Having finally selected her, this idle spectator studied her as well as he was able during each of her brief transits across his visual field. She was absolutely unconscious of everything save the act of riding: her features were rapt in an ecstatic dreaminess; for the moment she did not know her age or her history or her lineaments, much less her troubles. He himself was full of vague latter-day glooms and popular melancholies, and it was a refreshing sensation to behold this young thing then and there, absolutely as happy as if she were in a Paradise.

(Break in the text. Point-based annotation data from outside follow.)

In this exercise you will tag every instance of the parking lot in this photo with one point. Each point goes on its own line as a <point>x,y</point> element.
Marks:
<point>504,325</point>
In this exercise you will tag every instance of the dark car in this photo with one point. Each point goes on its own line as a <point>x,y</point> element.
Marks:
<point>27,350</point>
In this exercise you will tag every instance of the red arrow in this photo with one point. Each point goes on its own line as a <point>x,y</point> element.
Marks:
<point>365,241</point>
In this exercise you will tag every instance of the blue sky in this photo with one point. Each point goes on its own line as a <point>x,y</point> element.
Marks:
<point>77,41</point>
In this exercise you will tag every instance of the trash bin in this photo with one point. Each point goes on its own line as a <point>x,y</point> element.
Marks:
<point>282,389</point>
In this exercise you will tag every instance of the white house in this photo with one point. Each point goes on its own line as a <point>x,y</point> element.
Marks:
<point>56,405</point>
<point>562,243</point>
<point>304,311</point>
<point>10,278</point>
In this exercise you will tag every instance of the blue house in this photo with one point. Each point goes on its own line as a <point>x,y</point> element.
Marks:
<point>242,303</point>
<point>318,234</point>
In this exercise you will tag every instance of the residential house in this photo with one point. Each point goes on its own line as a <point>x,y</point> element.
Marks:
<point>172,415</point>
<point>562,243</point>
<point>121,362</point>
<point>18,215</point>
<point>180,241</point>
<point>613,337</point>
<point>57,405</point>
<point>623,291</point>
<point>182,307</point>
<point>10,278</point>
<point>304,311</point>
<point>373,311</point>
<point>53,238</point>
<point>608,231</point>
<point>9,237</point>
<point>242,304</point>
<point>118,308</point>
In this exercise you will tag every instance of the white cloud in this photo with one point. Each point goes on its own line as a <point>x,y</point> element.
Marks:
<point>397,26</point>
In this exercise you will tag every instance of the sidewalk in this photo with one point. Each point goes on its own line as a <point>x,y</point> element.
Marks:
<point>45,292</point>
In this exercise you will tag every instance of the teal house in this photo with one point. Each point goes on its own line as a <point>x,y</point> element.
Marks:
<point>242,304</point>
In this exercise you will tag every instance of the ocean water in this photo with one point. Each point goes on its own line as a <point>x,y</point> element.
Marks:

Dreading the moment when the inexorable stoker, grimily lurking behind the glittering rococo-work, should decide that this set of riders had had their pennyworth, and bring the whole concern of steam-engine, horses, mirrors, trumpets, drums, cymbals, and such-like to pause and silence, he waited for her every reappearance, glancing indifferently over the intervening forms, including the two plainer girls, the old woman and child, the two youngsters, the newly-married couple, the old man with a clay pipe, the sparkish youth with a ring, the young ladies in the chariot, the pair of journeyman-carpenters, and others, till his select country beauty followed on again in her place. He had never seen a fairer product of nature, and at each round she made a deeper mark in his sentiments. The stoppage then came, and the sighs of the riders were audible.
He moved round to the place at which he reckoned she would alight; but she retained her seat. The empty saddles began to refill
, and she plainly was deciding to have another turn. The young man drew up to the side of her steed, and pleasantly asked her if she had enjoyed her ride.
‘O yes!’ she said, with dancing eyes. ‘It has been quite unlike anything I have ever felt in my life before!’
It was not difficult to fall into conversation with her. Unreserved — too unreserved — by nature, she was not experienced enough to be reserved by art, and after a little coaxing she answered his remarks readily. She had come to live in Melchester from a village on the Great Plain, and this was the first time that she had ever seen a steam-circus; she could not understand how such wonderful machines were made. She had come to the city on the invitation of Mrs. Harnham, who had taken her into her household to train her as a servant, if she showed any aptitude. Mrs. Harnham was a young lady who before she married had been Miss Edith White, living in the country near the speaker’s cottage; she was now very kind to her through knowing her in childhood so well. She was even taking the trouble to educate her. Mrs. Harnham was the only friend she had in the world, and being without children had wished to have her near her in preference to anybody else, though she had only lately come; allowed her to do almost as she liked, and to have a holiday whenever she asked for it. The husband of this kind young lady was a rich wine-merchant of the town, but Mrs. Harnham did not care much about him. In the daytime you could see the house from where they were talking. She, the speaker, liked Melchester better than the lonely country, and she was going to have a new hat for next Sunday that was to cost fifteen and ninepence.
Then she inquired of her acquaintance where he lived, and he told her in London, that ancient and smoky city, where everybody lived who lived at all, and died because they could not live there. He came into Wessex two or three times a year for professional reasons; he had arrived from Wintoncester yesterday, and was going on into the next county in a day or two. For one thing he did like the country better than the town, and it was because it contained such girls as herself.